A conventional feature produces an output column from input column using manually specified parameters. For example, a feature computing moving average of the close price has one parameter which the window size. This parameter is specified in the feature configuration and does not depend on anything else. Its value has to be known in advance and is typically taken from experience. If we want to produce a feature equal to the deviation of the current price from the average price, then we need to know this average value. We can manually compute the average price by loading historic prices and then set it in the feature configuration. This configuration value will be then used during evaluation process to compute the deviation.
In contrast to such conventional features, trainable features learn their parameters from the historic data. A set of all such parameters is referred to as a model. A model could be as simple as one number or as complex as a deep nerual network. It is important only that it is found by analyzing historic data and this process is referred to as training. Therefore features which use trained models will be referred to as trainable features or ML-features.
One example of a trainable feature is where the goal is to find average price from historic data. This model will store only one number - average price value. Feature evaluation is based on this model and computes the deviation from average values. In contrast to the previous example where average value has to be known in advance, now the average value is part of the whole procedure: the feature itself knows how to find its model parameters from the historic data before it can use these parameters for generating its output.
Trainable features work in two modes by implementing two types of logic:
- How to find feature parameters by analyzing historic data and generating a model
- How to use feature parameters (model) to generate its output values (predictions)
Advantages of trainable features:
- They allow for finding the best parameters rather than rely on intuition or (educated) guess
- They can be regularly re-computed thus their values correspond the latest history by following the drift
- They can learn much more complex dependencies than manually defined features
Drawbacks of trainable features:
- They need significant amount of historic data which is either not available or the amount is not enough to train complex models (without overfitting)

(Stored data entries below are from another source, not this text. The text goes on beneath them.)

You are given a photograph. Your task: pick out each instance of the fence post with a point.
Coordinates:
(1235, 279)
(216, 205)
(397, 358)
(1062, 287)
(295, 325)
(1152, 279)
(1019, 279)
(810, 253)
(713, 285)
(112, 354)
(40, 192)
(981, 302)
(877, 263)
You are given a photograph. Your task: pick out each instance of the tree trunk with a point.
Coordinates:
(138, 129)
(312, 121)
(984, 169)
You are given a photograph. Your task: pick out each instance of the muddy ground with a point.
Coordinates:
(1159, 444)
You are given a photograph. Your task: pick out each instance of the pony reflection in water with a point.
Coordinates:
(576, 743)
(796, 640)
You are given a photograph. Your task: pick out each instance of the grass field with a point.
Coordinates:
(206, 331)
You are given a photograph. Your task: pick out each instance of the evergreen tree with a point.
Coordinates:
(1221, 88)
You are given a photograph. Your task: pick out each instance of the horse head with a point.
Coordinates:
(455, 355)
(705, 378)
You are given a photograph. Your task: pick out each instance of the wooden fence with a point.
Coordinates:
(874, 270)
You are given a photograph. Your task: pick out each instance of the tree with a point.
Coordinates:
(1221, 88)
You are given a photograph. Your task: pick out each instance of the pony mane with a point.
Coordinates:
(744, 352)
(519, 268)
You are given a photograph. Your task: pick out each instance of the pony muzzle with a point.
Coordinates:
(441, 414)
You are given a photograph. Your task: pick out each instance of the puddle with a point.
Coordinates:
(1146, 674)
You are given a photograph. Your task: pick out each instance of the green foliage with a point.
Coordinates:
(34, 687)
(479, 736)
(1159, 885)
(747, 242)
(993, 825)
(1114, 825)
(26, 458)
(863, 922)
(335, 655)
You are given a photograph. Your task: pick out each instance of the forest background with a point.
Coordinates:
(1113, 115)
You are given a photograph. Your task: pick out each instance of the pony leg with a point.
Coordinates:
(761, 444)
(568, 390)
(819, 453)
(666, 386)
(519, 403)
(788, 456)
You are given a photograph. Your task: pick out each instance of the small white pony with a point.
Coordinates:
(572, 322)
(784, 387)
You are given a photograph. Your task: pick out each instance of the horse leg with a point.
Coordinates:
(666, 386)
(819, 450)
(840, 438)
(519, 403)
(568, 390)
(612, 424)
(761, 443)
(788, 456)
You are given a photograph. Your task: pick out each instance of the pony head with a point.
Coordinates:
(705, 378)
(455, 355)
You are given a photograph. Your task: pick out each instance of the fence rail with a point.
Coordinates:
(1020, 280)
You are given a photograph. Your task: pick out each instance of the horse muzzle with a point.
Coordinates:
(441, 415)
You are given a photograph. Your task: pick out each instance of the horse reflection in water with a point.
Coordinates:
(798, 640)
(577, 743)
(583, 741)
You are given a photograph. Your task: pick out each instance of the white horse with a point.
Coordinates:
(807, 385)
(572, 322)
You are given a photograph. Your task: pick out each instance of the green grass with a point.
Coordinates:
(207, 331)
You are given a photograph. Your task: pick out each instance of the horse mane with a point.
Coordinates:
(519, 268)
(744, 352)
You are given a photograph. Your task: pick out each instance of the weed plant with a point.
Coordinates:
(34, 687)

- Manually defined features frequently represent the view of the traders and the view of domain experts. They are already a compressed knowledge with very informative representation. Such features could be rather difficult to learn automatically
Our approach combines the both worlds: it provides a rich mechanism for defining manually parameterized features and it makes it possible to define features which know how to automatically learn their parameters by applying statistical or machine learning algorithsm.
Defining trainable features
Trainable features are represented separately from other features as a list where one item is a dictionary with one feature definition:
"train_feature_sets": [
{...}, // First trainable feature
{...}, // Second trainable feature
{...} // Third trainable feature
]
One feature definition is a dictionary with the following attributes:
{
"generator": "train_features", // This generator is aware of the trainable character of the feature
"columns": [], // Columns used to train and predict. if empty then 'train_features' list is used
"labels": ["bot_2", "top_2"] // Columns used as labels for training
"functions": [
{
"name": "mysvc", "algo": "svc", // Arbitrary name and predefined algorithm type
"params": {"is_scale": true, "length": 0}, // Preprocessing parameters
"train": {"C": 1.0, "gamma": 0.005} // Algorith arguments
}
]
Here is the purpose of the attributes:
generator: It is built-in generator function which knows how to evaluate trainable featurescolumns: It is a list of column names which will be selected and used for training. In case of empty list, columns from thetrain_featureswill be used. This attribute lists all columns (without labels)labels: These column names will be used as true values during training. In case of empty list, columns from thelabelswill be used. This attribute lists all columns used as labelsfunctionsis a list of algorithm descriptions which dictionaries with these attributes:nameis an arbitrary unique name of this algorithm entry. It will be used as a suffix in the predicted columns (along with label name). Thus we know that certain output column was generated by this algorithm (and some label).algois an algorithm type which resolves to certain Python function. Currently there are these algorithm types:svc- Support Vector Machinesnn- Neural Networklc- Linear Classifiergb- Gradient Boosting
paramsprovides parameters for the generator which are used to prepare the train data set:is_scaleif true then all columns will be normalizedlengthis the number of records to use for training. If 0 thentrain_lengthis used. If it is empty then all available data will be used for trainingevery_nth_rowallows us to select a smaller subset for trainingis_regressionif true then the label is supposed to be a numeric value and a regression model is trained
trainis a dictionary of parameters passed to the algorithm
For each entry in the train_feature_sets, the number of generated features is equal to the number of labels.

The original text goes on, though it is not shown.